Today's charges are the latest in a series of actions taken by the Department of Justice to crack down on illegal online piracy. In the past four years, beginning with Operation Buccaneer in 2001, Operation Fastlink in 2004, and Operation Site Down last month, the Department's prosecutions of top piracy organizations have been unprecedented in size and the degree of international cooperation achieved. Operation Buccaneer alone has yielded a total of 30 U.S. felony convictions and another 10 convictions overseas, and Department prosecutors are still seeking the extradition of the Australian leader of one of the principal warez groups dismantled by that operation. Operation FastLink has yielded 12 felony convictions to date, but that number is likely to increase significantly as a result of today's actions. Earlier this month, four individuals were indicted on felony copyright charges in U.S. District Court in San Jose, California, as part of Operation Site Down.
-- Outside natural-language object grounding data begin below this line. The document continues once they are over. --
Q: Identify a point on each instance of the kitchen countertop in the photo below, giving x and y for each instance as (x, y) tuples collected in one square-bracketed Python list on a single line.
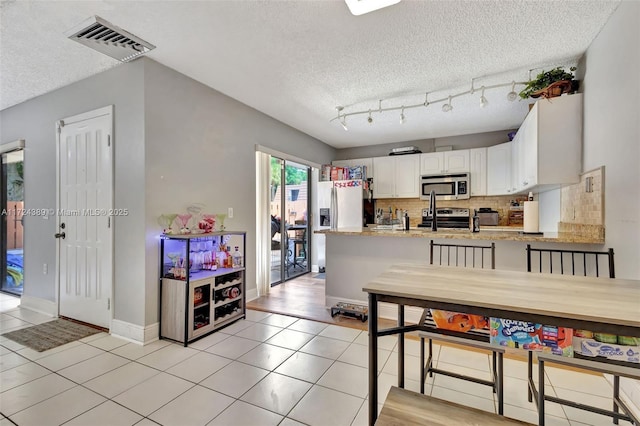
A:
[(504, 233)]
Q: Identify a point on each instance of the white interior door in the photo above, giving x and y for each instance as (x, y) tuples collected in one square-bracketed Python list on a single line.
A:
[(85, 203)]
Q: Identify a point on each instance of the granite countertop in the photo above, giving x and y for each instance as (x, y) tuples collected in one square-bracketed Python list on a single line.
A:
[(504, 233)]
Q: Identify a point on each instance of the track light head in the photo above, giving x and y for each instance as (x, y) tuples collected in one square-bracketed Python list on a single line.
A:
[(512, 95), (343, 120), (483, 101), (344, 123), (447, 107)]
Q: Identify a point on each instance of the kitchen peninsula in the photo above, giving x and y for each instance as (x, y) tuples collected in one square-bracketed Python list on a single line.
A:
[(356, 256)]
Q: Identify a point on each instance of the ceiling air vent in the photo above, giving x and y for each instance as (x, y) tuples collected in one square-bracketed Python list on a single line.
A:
[(106, 38)]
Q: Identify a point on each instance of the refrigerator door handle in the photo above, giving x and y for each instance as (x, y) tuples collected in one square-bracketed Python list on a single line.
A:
[(334, 209)]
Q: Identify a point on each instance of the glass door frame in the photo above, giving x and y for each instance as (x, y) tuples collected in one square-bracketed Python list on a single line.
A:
[(288, 258), (7, 215)]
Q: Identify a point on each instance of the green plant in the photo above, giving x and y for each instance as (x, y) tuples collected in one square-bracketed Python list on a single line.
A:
[(545, 78)]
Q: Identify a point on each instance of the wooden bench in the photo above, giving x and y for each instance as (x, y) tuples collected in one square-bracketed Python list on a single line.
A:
[(616, 370), (427, 368), (407, 408)]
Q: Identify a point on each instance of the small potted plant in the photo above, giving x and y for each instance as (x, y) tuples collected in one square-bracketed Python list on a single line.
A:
[(549, 84)]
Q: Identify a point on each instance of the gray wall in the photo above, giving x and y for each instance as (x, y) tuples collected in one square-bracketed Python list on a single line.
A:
[(34, 121), (177, 142), (200, 148), (609, 73), (427, 145)]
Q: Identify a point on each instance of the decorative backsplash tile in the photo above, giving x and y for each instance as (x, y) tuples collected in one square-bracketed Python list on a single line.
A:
[(414, 206), (578, 206)]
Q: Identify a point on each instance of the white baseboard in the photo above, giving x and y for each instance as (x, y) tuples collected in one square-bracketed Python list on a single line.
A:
[(135, 333), (39, 305), (251, 294), (629, 393), (385, 310)]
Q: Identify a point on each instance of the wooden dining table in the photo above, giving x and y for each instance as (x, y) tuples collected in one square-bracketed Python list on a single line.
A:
[(605, 305)]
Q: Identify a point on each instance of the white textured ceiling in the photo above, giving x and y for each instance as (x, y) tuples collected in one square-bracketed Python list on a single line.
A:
[(297, 60)]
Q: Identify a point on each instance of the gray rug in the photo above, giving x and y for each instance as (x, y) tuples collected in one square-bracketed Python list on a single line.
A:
[(51, 334)]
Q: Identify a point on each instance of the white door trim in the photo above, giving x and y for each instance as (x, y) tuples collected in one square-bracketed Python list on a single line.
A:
[(108, 110)]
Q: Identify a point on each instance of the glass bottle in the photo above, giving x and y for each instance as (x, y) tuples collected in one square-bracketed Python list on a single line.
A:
[(236, 258)]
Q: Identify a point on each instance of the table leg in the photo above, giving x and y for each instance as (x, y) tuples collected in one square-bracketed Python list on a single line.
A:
[(540, 392), (401, 348), (373, 359)]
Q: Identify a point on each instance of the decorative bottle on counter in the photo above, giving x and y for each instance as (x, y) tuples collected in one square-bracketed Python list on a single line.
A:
[(475, 222), (236, 258)]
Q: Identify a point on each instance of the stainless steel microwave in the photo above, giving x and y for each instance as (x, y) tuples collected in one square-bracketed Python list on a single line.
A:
[(447, 187)]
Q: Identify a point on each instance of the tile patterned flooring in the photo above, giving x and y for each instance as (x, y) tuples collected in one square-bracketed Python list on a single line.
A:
[(269, 369)]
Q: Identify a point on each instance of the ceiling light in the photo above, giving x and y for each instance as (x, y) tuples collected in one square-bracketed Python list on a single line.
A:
[(483, 101), (343, 120), (447, 107), (446, 101), (512, 95), (344, 123), (360, 7)]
These cases are being prosecuted by Senior Litigation Counsel Eric Klumb and Trial Attorney Corbin Weiss of the Department's Computer Crime and Intellectual Property Section, in coordination with Assistant U.S. Attorney Corey Ellis of the U.S. Attorney's Office for the Western District of North Carolina.
The charges contained in the indictments and informations are allegations only and the defendants are presumed innocent until convicted at trial.